In a briefing paper distributed by the Cato Institute, ``The Benefits of Campaign Spending,'' John Coleman presents evidence that expensive campaigns do not have the negative consequences often attributed to them. In fact, more money translates into better knowledge of candidates and issues, and does not diminish public trust or citizen involvement.

Coleman, a professor of political science at the University of Wisconsin at Madison, is also the author of Party Decline in America. He reports on research he did with Paul Manna, of the College of William and Mary, on spending in U.S. House races in 1994 and 1996. They analyzed the statistical relationship between how much was spent by incumbents and challengers in a congressional district and people's responses to survey questions on political involvement and knowledge.

``The argument that citizens are turned off by high-spending campaigns simply does not hold up when those high-spending campaigns are in citizens' own districts,'' Coleman says.

This may be like people's tendency to say American education is terrible but their child's school is great, he says, but in any case, living in a district with high campaign spending ``does not diminish their involvement or attention.''

Of course, high campaign spending tends to happen in races that are really competitive, which may in itself raise voters' level of involvement or attention. If an incumbent is expected to coast to victory with a 70-30 split, who pays attention? Who contributes to a near-certain loser? If reformers really wanted to get ordinary people more engaged in politics, they should have limited gerrymandering, not spending.

One criticism of expensive campaigns is that they leave voters more confused than before. That's not true. The researchers examined whether people knew the candidates' names, could place them on an ideological scale (from ``extremely liberal'' to ``extremely conservative'') or on an issue scale (their positions on abortion, for example, or government spending), and how confident they were in their judgments.

When challengers spent the average amount for challengers in a House race in 1996, about $230,000, 49 percent of survey respondents thought they knew enough to place the candidates on an ideological scale, and 20 percent of them were confident of their placement. In districts where spending rose to $500,000, 66 percent chose a point on the scale and 31 percent were confident; at $1 million, 85 percent chose and 53 percent were confident.
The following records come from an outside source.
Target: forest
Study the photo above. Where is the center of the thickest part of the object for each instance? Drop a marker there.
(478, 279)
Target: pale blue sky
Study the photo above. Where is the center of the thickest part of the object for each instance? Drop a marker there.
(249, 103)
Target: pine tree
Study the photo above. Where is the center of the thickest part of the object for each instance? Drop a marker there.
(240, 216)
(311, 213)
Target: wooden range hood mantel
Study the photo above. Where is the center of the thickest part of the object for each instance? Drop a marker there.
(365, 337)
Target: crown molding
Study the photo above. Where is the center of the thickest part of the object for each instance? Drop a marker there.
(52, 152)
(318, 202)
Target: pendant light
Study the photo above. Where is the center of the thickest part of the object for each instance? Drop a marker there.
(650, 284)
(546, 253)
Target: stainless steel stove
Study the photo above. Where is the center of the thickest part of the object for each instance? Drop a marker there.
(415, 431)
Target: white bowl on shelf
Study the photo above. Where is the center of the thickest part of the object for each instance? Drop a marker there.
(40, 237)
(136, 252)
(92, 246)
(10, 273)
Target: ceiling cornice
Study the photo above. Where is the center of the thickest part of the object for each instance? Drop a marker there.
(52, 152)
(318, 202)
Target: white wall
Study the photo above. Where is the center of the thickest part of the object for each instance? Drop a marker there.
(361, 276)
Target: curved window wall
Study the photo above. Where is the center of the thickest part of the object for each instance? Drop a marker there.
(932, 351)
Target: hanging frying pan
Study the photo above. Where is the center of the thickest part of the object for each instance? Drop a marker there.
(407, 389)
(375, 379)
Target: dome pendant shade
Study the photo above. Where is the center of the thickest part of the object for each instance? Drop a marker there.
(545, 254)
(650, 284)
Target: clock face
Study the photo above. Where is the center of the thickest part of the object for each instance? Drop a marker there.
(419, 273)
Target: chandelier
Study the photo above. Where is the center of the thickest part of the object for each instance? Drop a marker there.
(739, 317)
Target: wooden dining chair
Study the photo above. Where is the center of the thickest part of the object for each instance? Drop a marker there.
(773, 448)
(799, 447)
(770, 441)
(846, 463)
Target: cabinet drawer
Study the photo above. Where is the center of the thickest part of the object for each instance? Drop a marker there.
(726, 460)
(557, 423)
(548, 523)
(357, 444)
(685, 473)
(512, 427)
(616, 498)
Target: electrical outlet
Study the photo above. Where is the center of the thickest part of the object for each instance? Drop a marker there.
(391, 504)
Of course they could be confident but wrong; however, that isn't the case. The researchers made their own determination of incumbents' ideological position, based on their recorded votes (not what they said when campaigning). In the (theoretical) absence of any campaign spending at all by incumbents, about 23 percent of the public would know with moderate accuracy where an incumbent fell on the political scale. If the incumbent spent $1 million, that rose to 49 percent, and at $1.5 million it was 63 percent.

That suggests that success in raising voter turnout would not be an unalloyed good thing, by the way, even though one would hope that the percentages are higher among people who actually vote.

Challenger spending does decrease accuracy about an incumbent, but then challengers want voters to start wondering how much they really know about the person in office. That makes races more competitive.

Another criticism of campaign spending is that it widens the information gap between more and less well-off voters. That isn't so either.

Coleman compared the political knowledge of politically, socially or economically advantaged and disadvantaged groups. In low-spending races, there was a gap, but by the time spending reached about $1.3 million, it had virtually disappeared.

``Low levels of spending lock in inequality of knowledge between groups.''

Coleman says, ``Campaign spending, rather than strengthening and entrenching political inequality, is a democratizing force.''

Other criticisms of expensive campaigns are that they are more likely to ``go negative'' and that negative campaigns turn people off. But, Coleman says, the correlation between spending on negative ads and total spending is small and not statistically significant. Also, though people say they don't like negative ads, there is little indication that they are less involved or less knowledgeable about campaigns that are negative.

Even if the reasons adduced in support of McCain-Feingold were right, it would be a bad law. If many of the reasons are wrong, it is simply preposterous.